Durante mucho tiempo, me adherí a la tesis de "pueblo pequeño, infierno grande", y aún hoy sigo creyendo que el refrán mexicano tiene gran parte de verdad. Tan detestable como mi pasado desprecio me parece la falsa idealización del Pueblo, convertido en producto de 'marketing', generalmente por aquellos que nunca tuvimos uno. En realidad, no existe "El Pueblo", sino que hay pueblos, de igual manera que no hay una "Ciudad", sino ciudades, barrios, calles, cada una con sus circunstancias. Ahora, de mayor, y gracias a mi pareja, puedo decir que por fin tengo mi propio Pueblo.

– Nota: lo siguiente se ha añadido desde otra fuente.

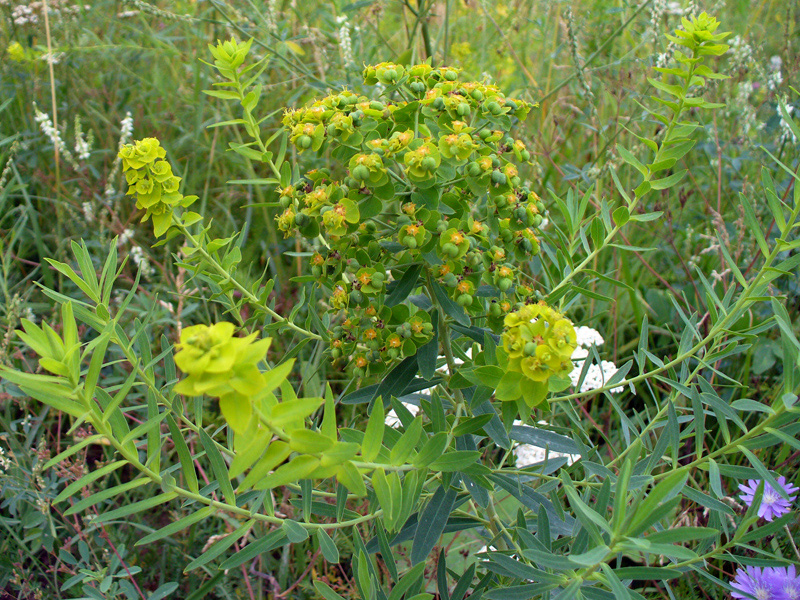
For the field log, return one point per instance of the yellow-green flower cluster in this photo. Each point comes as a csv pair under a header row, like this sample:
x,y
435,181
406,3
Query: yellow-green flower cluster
x,y
151,180
216,363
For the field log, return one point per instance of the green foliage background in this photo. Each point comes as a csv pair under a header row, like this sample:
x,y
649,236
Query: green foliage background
x,y
586,63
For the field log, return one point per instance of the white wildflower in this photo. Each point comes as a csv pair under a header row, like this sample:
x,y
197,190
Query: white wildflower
x,y
596,375
345,43
52,57
588,336
786,129
23,14
88,211
392,420
83,142
125,237
775,77
140,260
528,454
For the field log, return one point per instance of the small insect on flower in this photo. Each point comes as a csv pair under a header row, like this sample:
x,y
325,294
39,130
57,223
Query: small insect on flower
x,y
755,582
772,503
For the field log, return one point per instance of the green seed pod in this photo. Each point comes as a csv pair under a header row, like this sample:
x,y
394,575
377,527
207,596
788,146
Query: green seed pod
x,y
450,249
499,177
361,173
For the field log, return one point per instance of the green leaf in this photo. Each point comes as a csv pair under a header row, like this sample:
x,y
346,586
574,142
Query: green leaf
x,y
428,354
667,182
455,461
184,455
84,481
328,547
432,450
177,526
399,290
682,534
629,158
397,380
220,546
136,507
325,590
295,532
218,466
407,442
373,434
274,539
450,308
163,591
431,523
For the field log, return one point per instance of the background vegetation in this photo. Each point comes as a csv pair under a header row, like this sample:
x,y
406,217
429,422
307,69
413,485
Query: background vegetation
x,y
89,67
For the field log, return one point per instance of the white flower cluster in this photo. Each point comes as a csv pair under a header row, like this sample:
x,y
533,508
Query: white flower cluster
x,y
140,260
775,77
88,211
528,454
786,129
5,464
127,236
742,109
741,53
52,57
345,43
23,14
125,135
596,375
392,420
272,16
28,14
83,142
47,127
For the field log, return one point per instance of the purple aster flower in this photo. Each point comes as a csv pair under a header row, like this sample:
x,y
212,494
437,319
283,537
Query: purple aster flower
x,y
756,583
772,503
787,582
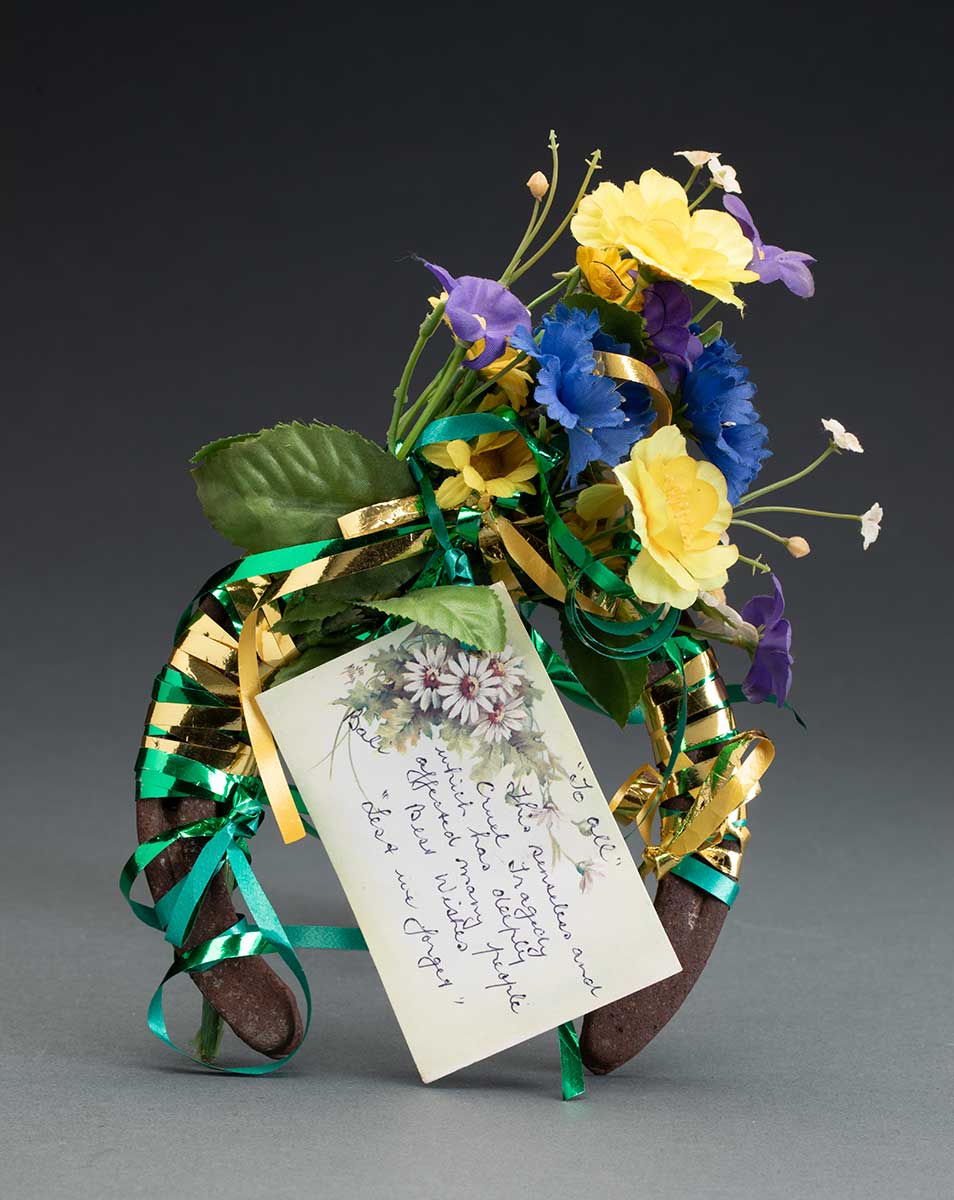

Nunca podré recuperar la infancia que perdí, lo sé, pero aprendí una oportuna lección que hoy resulta especialmente valiosa: nuestra altanería hacia los demás es la máscara tras la que ocultamos el miedo a darnos cuenta de que perdimos algo que nunca podremos recuperar.

Ayer escuché "operación salida" y un turbulento sentimiento se agitó dentro de mí. No, no se trata de la nostalgia por los inacabables veranos en el pueblo, despilfarrando ese tiempo libre que de adulto administro con la precisión de un obsesivo ahorrador. Para mí, esas imágenes de filas de coches dando la espalda al kilómetro cero siempre representaron todo lo contrario. Mientras todos mis amigos se marchaban a sus pueblos, yo, un urbanita sin lugar donde ir cuando sonaba la alarma del colegio cada viernes, se quedaba irremediablemente solo en la ciudad vacía. Con un poco de suerte, quizá podía encontrar a otro niño de esa extraña estirpe y convertirnos en los guardianes de la ciudad dormitorio, los únicos habitantes vivos de un escenario postapocalíptico para niños sin raíces.